Colette
15¦ Blu-ray, DVDIf there’s one actor who is keen on keeping the period drama alive it’s Keira Knightley. For the majority of her career, she has been wearing corsets, jaunty hats and serious pouts, in various historical dramas. And doing very well as a result.
So much so, that it’s difficult to imagine Knightley in modern clothes, or films for that matter. There are vicious rumours circulating that she even has a Victorian bodice tattooed across her body to save time changing costumes.
Here she finds herself in France, at the turn of the 19th century, in a fabulous array of period costumes, starring as French author Gabrielle Colette.
Living in rural France with her parents is young Colette (Knightley). After meeting Willy (Dominic West), an old soldier chum of her father, she falls in love with him and he whisks her away to the bright lights of Paris.
There, he runs a creative factory, hiring writers to produce works of fiction for a public with an appetite for stories. All the work published however, goes out under his own name, so he takes all the credit.
With Willy’s outgoings – on such things as wine, women and gambling – amounting to more than his income, he soon finds himself in a financial bind. Colette suggests that she could help out on the writing front, which he agrees to. As it transpires, she’s pretty good at the old writing lark, and soon becomes the talk of Paris. Or she would have been if it wasn’t for the fact that Willy still insists on having her work published in his name. But with a new century comes fresh ideas and new approaches that Colette quickly embraces.
As you would expect, Knightley fits right at home in this time in history, and certainly looks the part. The relationship she forms with West’s character is warm and tender and the pair make a believable on-screen couple.
The script however, does them a disservice; although it has a modicum of charm, it sorely lacks passion, as well as a certain je ne sais quoi.

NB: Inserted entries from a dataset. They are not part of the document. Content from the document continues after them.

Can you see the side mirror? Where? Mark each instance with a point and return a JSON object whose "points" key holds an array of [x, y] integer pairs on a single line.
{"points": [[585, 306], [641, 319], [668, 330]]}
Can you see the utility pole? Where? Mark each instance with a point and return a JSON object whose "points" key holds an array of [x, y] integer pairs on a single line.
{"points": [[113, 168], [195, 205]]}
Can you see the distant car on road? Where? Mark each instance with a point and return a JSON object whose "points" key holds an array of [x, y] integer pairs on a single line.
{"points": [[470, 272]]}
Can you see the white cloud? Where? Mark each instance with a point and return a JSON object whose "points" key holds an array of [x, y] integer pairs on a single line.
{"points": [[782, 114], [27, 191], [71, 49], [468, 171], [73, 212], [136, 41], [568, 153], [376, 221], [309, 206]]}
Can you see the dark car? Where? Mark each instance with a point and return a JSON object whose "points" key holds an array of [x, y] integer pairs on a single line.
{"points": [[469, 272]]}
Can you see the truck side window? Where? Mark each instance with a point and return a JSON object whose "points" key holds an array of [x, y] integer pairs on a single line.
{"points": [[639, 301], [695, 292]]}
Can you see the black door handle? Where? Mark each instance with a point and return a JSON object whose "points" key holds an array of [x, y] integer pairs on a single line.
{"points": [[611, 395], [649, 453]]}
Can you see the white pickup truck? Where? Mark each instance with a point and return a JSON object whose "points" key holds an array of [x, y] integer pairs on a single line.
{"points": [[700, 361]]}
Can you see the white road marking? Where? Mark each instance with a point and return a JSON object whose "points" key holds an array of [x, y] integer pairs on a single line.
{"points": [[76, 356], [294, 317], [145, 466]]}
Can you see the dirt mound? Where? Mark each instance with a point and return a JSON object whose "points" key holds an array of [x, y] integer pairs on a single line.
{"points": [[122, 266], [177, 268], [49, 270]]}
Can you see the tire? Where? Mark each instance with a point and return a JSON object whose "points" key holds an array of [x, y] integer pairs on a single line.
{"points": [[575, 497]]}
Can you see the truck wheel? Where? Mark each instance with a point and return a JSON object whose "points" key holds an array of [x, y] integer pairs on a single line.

English director Wash Westmoreland, who only has a handful of films to his name, shows he’s out of his depth with the period drama genre, as he fails to inject it with any sense of raw emotion that this real life story demands, and more to the point, deserves.
The role itself is bread and butter for Knightley, but with the right direction, it could have been something far more appetising.
Sadly then, despite the best efforts of its two leads, Colette is a name unlikely to linger long in the mind.